Sinceramente, e non lo dico per giustificarmi, non ho mai concentrato i miei ascolti sulle nuove uscite del genere rap. Forse perché i miei ascolti effettivamente si fermano a quella che è stata la golden age, sia per il genere, che per me, ovvero negli anni dell’adolescenza. Il punto è che questo è un artista che veramente si discosta tantissimo da quello che oggi passa in Italia sotto la classificazione di rap italiano. Difatti questo artista non è solamente italiano. Sì perché Pufuleti, che ha preso il nome da uno snack rumeno, è di origine italiana ma vive a Saarbrücken in Germania, e le sue prime produzioni – uscite anche con lo pseudonimo di Joe Space – appartengono al rap tedesco, cantato in tedesco ma soprattutto caratterizzato da basi e ritmiche distanti dal rap italiano degli ultimi anni ma comuni in Germania. Io non so esattamente in che modo dal contesto teutonico Pufuleti sia riuscito a farsi strada nei cuori degli ascoltatori del rap italiano, ma sicuramente nell’atmosfera che si respirava al Meca (fumo a parte) c’era un supporto autentico.

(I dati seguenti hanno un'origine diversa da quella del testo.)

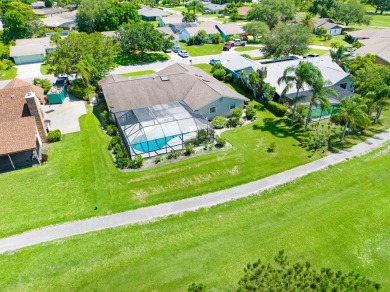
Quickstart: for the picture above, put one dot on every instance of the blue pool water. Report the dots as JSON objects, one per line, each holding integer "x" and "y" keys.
{"x": 141, "y": 144}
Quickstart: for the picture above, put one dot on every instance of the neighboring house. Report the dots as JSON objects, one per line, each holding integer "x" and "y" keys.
{"x": 376, "y": 42}
{"x": 229, "y": 30}
{"x": 339, "y": 79}
{"x": 215, "y": 8}
{"x": 27, "y": 51}
{"x": 331, "y": 27}
{"x": 22, "y": 129}
{"x": 156, "y": 114}
{"x": 150, "y": 14}
{"x": 243, "y": 11}
{"x": 208, "y": 27}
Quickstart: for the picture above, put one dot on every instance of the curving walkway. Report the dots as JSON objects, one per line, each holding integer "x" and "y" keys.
{"x": 154, "y": 212}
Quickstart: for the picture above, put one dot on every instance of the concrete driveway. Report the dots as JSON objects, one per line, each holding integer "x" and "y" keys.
{"x": 65, "y": 116}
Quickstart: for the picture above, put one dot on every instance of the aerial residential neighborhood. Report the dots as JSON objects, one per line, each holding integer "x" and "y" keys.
{"x": 202, "y": 145}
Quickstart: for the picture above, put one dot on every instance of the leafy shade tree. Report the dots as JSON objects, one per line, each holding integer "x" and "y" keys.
{"x": 272, "y": 12}
{"x": 352, "y": 113}
{"x": 286, "y": 276}
{"x": 350, "y": 12}
{"x": 304, "y": 73}
{"x": 104, "y": 15}
{"x": 320, "y": 91}
{"x": 256, "y": 29}
{"x": 285, "y": 40}
{"x": 341, "y": 57}
{"x": 80, "y": 51}
{"x": 142, "y": 37}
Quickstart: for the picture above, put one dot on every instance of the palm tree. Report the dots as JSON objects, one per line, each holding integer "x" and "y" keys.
{"x": 380, "y": 98}
{"x": 340, "y": 57}
{"x": 320, "y": 92}
{"x": 303, "y": 74}
{"x": 353, "y": 112}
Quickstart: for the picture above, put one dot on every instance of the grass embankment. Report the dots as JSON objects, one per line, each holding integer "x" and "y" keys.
{"x": 336, "y": 218}
{"x": 202, "y": 50}
{"x": 80, "y": 175}
{"x": 138, "y": 73}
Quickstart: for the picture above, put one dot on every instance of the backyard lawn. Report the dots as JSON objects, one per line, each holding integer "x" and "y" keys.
{"x": 337, "y": 218}
{"x": 139, "y": 73}
{"x": 8, "y": 74}
{"x": 246, "y": 48}
{"x": 202, "y": 50}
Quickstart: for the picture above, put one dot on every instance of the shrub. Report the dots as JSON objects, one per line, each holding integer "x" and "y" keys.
{"x": 189, "y": 149}
{"x": 158, "y": 159}
{"x": 111, "y": 129}
{"x": 54, "y": 136}
{"x": 236, "y": 113}
{"x": 228, "y": 78}
{"x": 80, "y": 90}
{"x": 218, "y": 122}
{"x": 250, "y": 112}
{"x": 220, "y": 142}
{"x": 277, "y": 109}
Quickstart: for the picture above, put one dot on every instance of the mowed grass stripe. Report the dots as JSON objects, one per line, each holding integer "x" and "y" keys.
{"x": 335, "y": 218}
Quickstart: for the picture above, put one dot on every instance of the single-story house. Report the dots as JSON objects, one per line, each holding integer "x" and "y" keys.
{"x": 150, "y": 14}
{"x": 27, "y": 51}
{"x": 229, "y": 30}
{"x": 376, "y": 42}
{"x": 215, "y": 8}
{"x": 243, "y": 11}
{"x": 22, "y": 128}
{"x": 331, "y": 27}
{"x": 158, "y": 113}
{"x": 339, "y": 79}
{"x": 207, "y": 26}
{"x": 49, "y": 11}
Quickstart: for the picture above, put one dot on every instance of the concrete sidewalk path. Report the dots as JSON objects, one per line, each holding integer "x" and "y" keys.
{"x": 151, "y": 213}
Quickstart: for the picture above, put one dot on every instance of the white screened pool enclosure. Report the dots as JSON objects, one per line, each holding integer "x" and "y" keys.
{"x": 159, "y": 129}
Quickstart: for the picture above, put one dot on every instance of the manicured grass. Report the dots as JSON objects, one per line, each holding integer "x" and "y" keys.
{"x": 44, "y": 68}
{"x": 80, "y": 175}
{"x": 336, "y": 218}
{"x": 319, "y": 41}
{"x": 202, "y": 50}
{"x": 246, "y": 48}
{"x": 8, "y": 74}
{"x": 135, "y": 58}
{"x": 139, "y": 73}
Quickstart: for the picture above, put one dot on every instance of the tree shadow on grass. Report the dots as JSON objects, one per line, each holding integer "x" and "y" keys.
{"x": 135, "y": 58}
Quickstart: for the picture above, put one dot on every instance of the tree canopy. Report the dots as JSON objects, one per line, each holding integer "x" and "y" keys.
{"x": 272, "y": 11}
{"x": 105, "y": 15}
{"x": 79, "y": 51}
{"x": 285, "y": 40}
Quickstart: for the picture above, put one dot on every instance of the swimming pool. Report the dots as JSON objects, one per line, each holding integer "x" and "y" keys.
{"x": 141, "y": 143}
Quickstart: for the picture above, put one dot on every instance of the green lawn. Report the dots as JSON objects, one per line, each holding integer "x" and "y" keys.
{"x": 246, "y": 48}
{"x": 319, "y": 41}
{"x": 44, "y": 68}
{"x": 202, "y": 50}
{"x": 139, "y": 73}
{"x": 337, "y": 218}
{"x": 80, "y": 175}
{"x": 8, "y": 74}
{"x": 135, "y": 58}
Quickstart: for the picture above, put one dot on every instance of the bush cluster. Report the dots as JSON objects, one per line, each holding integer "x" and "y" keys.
{"x": 277, "y": 109}
{"x": 54, "y": 136}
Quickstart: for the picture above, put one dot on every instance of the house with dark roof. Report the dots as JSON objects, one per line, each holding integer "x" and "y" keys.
{"x": 22, "y": 128}
{"x": 159, "y": 113}
{"x": 332, "y": 28}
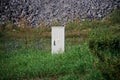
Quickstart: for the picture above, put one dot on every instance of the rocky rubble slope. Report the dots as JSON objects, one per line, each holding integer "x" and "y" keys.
{"x": 62, "y": 11}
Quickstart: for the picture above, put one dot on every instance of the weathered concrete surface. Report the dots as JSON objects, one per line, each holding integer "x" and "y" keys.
{"x": 61, "y": 11}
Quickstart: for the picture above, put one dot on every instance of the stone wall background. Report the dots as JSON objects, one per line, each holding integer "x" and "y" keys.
{"x": 62, "y": 11}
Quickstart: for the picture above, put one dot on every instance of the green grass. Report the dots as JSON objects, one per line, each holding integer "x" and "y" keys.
{"x": 76, "y": 63}
{"x": 92, "y": 52}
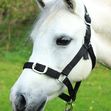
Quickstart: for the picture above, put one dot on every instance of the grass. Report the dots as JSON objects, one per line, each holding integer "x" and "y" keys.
{"x": 94, "y": 93}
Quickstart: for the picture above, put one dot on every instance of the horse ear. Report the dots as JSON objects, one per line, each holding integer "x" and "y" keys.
{"x": 70, "y": 4}
{"x": 43, "y": 3}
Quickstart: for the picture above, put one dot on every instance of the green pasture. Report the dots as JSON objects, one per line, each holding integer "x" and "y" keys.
{"x": 94, "y": 94}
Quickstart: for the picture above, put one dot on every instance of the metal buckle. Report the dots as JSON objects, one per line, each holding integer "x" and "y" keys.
{"x": 69, "y": 106}
{"x": 61, "y": 78}
{"x": 43, "y": 72}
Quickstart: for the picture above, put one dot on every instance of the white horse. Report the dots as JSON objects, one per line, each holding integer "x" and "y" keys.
{"x": 57, "y": 37}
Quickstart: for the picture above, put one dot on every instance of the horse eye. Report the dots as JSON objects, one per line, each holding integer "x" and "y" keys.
{"x": 63, "y": 40}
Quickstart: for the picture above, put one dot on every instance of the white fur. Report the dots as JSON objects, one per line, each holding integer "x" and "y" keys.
{"x": 54, "y": 21}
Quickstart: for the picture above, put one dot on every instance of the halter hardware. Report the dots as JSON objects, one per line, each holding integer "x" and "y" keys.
{"x": 35, "y": 69}
{"x": 85, "y": 51}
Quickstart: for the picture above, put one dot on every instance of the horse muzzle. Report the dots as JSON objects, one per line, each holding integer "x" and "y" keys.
{"x": 21, "y": 102}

L’ultimo suo album, intitolato “Perle ai porci” è uscito da pochi giorni, ma devo dire che si differenzia abbastanza dalle produzioni precedenti anche per le basi: low-fi, crepuscolari e decisamente nineties. Assieme a Pufuleti, a mandare le basi era presente anche Wun Two, producer/beatmaker tedesco che ha collaborato all’album assieme a Zutera e che ha sicuramente indirizzato il mood dell’intero lavoro, senza però intaccare lo stile originale delle liriche: nonsense, ermetiche, biliose, nevrotiche. Anche lo stesso tono di voce di Pufuleti, così volutamente caricaturale ed esasperato è la sua vera cifra stilistica: a tratti ironico, comico e perfino aggressivo. Se ascoltiamo la gran parte della produzione di Pufuleti fino ad oggi, ci possiamo trovare l’arroganza stilistica tipica delle puch line, all’interno di frasi senza quasi nessun significato, a meno che non ce lo vogliamo trovare e non sempre ha senso farlo. Sì perché a volte queste rime vengono dall’accostamento di una musicalità nel suono delle parole che a mio parere può trovare meglio una persona che la lingua italiana non la abita quotidianamente e non vi attribuisce una senso in modo forzato se non vale la pena farlo. Una cosa simile si è sempre fatta, ma quasi mai nel genere rap. Ci possiamo ricordare del cut-up nel grunge, del nonsense del rock and roll, dei testi ermetici del post punk, ma in un genere dove tutto sembra ruotare intorno al testo del brano, ritrovarsi in un groviglio di rime criptiche e misteriose suona inedito. Ma forse è proprio questo il motivo che mi porta ad ascoltare Pufu.
Cosa direbbero i rapper della vecchia scuola di questo? Io non lo so però ciò che penso io è questo. Se devi dire le solite pinzillacchere, almeno fallo bene.